Men Who Treat Women Like Jeremy Kraft Does in Shopgirl.

There are very few women who come to “the big city” that don’t end up feeling like Mirabelle Buttersfield. As Ray Porter (Steve Martin) narrates, “She keeps working to make connections, but the pile of near misses is starting to overwhelm her. What Mirabelle needs is an omniscient voice to illuminate and spotlight her and to inform everyone that this one has value.” That omniscient voice is in no way Jeremy Kraft (Jason Schwartzman), nor does he in any way spotlight her and inform everyone that she has value.

As one of the first “promising” suitors Mirabelle meets after her stint in L.A. (which is, these days, just a satellite version of Williamsburg or vice versa), Jeremy makes his presence known to her in the laundromat after awkwardly announcing, “Hey! I mean, hello.” His insertion into her life is just as abrupt as his departure, with the opportunity to tour with a band based on his graphic design job for an amp company taking precedence over getting to know Mirabelle. But even before this slight, it is his oblivion to the inherent tenets of human decency that results in the utter debasement of Mirabelle.

Like most women, however, she is willing to give him a chance based on the desperation caused by the ratio alone, asking cautiously, “Are you the kind of person that takes time to get to know, and then once you get to know them…they’re fabulous?” Jeremy, of course, assures her that he’s just that, even though the sole reason he initially decided to talk to her was to ask for change. But since he already struck up a conversation, he figures, well, “Might as well ask her out. She’s not a total troll.”
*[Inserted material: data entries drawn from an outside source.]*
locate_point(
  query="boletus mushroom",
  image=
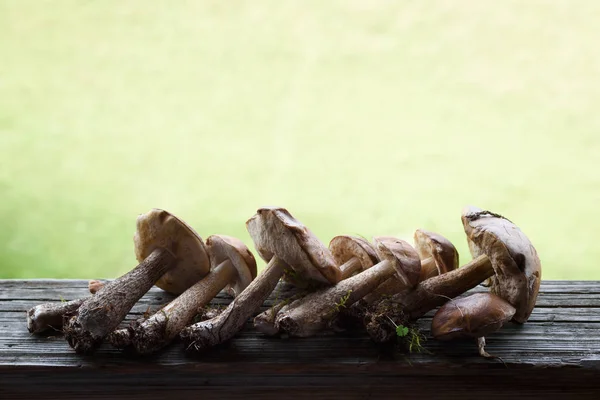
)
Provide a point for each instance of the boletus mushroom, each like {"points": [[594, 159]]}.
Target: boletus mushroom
{"points": [[233, 268], [52, 315], [352, 254], [517, 267], [171, 254], [473, 316], [438, 256], [285, 244], [312, 313], [501, 252]]}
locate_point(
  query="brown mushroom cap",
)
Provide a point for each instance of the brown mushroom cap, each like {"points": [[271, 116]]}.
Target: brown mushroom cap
{"points": [[471, 317], [275, 232], [345, 248], [160, 229], [222, 248], [440, 249], [403, 256], [515, 261]]}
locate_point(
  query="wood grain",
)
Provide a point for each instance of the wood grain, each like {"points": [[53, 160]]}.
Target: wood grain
{"points": [[556, 353]]}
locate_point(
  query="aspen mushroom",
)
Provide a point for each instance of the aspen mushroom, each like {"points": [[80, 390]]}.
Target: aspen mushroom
{"points": [[171, 254], [353, 254], [312, 313], [500, 250], [498, 246], [474, 316], [438, 256], [285, 244], [517, 267], [233, 268], [52, 315]]}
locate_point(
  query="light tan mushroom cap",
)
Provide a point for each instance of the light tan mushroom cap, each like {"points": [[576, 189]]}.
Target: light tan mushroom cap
{"points": [[344, 248], [440, 249], [471, 317], [275, 232], [516, 264], [403, 256], [158, 228], [222, 248]]}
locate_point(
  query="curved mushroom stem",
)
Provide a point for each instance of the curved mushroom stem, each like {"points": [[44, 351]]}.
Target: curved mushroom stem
{"points": [[393, 286], [350, 267], [231, 320], [310, 314], [102, 313], [428, 269], [161, 328], [95, 285], [265, 321], [52, 315], [436, 291]]}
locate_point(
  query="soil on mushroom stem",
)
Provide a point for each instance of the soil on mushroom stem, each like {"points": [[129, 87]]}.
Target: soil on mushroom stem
{"points": [[385, 322]]}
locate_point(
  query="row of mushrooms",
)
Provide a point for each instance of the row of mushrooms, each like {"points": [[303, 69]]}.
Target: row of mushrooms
{"points": [[379, 285]]}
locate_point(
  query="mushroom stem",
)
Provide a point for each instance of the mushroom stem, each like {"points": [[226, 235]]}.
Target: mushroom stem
{"points": [[102, 313], [393, 285], [224, 326], [310, 314], [52, 315], [350, 267], [265, 321], [161, 328], [436, 291]]}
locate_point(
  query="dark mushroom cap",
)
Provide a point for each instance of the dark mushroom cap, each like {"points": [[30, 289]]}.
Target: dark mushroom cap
{"points": [[403, 256], [516, 264], [160, 229], [222, 248], [440, 249], [473, 316], [344, 248], [276, 233]]}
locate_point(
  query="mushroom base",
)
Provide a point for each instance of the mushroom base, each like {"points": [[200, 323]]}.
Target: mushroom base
{"points": [[223, 327], [51, 315], [102, 313]]}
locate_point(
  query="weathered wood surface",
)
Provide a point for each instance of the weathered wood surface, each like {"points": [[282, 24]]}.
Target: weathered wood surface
{"points": [[557, 353]]}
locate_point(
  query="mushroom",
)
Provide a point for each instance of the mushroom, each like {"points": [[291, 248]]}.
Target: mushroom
{"points": [[474, 316], [517, 267], [438, 256], [312, 313], [285, 244], [52, 315], [502, 252], [233, 268], [171, 254], [353, 254]]}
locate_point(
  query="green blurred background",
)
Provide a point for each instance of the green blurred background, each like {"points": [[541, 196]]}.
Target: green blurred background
{"points": [[364, 117]]}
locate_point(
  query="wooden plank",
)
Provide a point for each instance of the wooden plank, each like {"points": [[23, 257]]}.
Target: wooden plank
{"points": [[562, 337]]}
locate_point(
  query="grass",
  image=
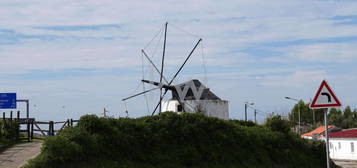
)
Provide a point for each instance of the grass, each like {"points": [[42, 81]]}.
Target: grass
{"points": [[170, 140]]}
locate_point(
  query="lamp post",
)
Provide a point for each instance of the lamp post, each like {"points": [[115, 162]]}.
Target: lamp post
{"points": [[298, 110], [246, 104]]}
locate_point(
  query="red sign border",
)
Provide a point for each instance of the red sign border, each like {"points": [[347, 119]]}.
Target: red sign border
{"points": [[313, 105]]}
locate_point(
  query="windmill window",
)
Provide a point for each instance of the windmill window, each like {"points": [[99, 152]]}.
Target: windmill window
{"points": [[179, 108]]}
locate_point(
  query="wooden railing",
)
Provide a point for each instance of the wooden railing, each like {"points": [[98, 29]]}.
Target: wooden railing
{"points": [[31, 125]]}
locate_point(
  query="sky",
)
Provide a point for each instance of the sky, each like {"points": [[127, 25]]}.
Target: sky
{"points": [[71, 58]]}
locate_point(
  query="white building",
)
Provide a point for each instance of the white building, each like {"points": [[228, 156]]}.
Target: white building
{"points": [[343, 145], [195, 97]]}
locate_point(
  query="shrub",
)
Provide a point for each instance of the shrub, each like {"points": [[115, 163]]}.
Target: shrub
{"points": [[9, 132], [276, 123], [175, 141]]}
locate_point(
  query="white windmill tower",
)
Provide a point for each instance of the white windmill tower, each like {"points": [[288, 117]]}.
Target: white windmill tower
{"points": [[190, 96]]}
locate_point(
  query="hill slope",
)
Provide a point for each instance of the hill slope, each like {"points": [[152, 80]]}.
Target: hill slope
{"points": [[172, 140]]}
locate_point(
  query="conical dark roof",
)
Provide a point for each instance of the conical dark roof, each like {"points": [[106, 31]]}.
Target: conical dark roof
{"points": [[206, 94]]}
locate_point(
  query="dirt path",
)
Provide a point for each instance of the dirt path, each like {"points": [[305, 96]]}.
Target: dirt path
{"points": [[19, 154]]}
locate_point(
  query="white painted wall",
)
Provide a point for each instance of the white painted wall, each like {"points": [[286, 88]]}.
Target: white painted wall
{"points": [[344, 150], [212, 108]]}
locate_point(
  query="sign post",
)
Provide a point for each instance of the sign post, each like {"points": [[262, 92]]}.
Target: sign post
{"points": [[325, 98]]}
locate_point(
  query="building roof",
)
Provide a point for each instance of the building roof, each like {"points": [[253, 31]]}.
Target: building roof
{"points": [[206, 94], [317, 131], [351, 133]]}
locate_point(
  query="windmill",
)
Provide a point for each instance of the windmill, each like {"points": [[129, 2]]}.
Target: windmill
{"points": [[190, 96]]}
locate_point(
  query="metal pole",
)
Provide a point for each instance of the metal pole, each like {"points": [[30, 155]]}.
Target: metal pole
{"points": [[299, 118], [245, 109], [313, 115], [327, 143], [27, 109], [162, 66], [255, 116]]}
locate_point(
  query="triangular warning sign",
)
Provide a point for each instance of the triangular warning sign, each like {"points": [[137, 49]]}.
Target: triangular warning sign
{"points": [[325, 97]]}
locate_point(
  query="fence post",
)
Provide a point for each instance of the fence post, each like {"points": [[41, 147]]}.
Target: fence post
{"points": [[3, 118], [51, 130], [32, 129], [28, 131], [18, 115]]}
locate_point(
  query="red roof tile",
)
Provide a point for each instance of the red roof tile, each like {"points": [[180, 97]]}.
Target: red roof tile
{"points": [[352, 133], [318, 130]]}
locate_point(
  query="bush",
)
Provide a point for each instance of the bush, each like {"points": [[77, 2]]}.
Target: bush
{"points": [[172, 140], [9, 132], [276, 123]]}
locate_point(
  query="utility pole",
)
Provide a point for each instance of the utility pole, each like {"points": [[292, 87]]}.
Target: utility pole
{"points": [[246, 104], [299, 128], [162, 66], [255, 116]]}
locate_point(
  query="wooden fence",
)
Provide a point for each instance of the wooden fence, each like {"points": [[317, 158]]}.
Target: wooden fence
{"points": [[31, 125], [51, 131]]}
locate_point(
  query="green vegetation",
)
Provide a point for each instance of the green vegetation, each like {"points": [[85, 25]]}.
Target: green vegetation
{"points": [[345, 118], [9, 132], [170, 140]]}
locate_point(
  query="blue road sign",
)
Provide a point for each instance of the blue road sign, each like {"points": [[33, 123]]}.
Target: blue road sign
{"points": [[7, 100]]}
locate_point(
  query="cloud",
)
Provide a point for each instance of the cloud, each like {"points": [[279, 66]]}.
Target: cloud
{"points": [[323, 52], [250, 47]]}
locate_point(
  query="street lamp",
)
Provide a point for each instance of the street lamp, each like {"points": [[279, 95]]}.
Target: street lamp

The date Jeremy “takes” her on is every girl’s worst fears realized as he makes her pay for the entire dinner and then, when given the privilege of coming back to her apartment, doesn’t even have the gentlemanliness to carry a condom in his wallet and instead inquires, “Do you have a baggy?” When Mirabelle asks what for, he casually replies, “If you had, like, a jiffy baggy…well, I could, I could, like, use it, you know.” In short, she is regarded as a second-rate orifice akin to leftover food rather than the elegant and delicate flower that she is. Even if Ray, her equally as inadequate older suitor, made her sob uncontrollably at times, at least he was a master in the art of gallant behavior–something that’s become more submerged in obscurity than Atlantis.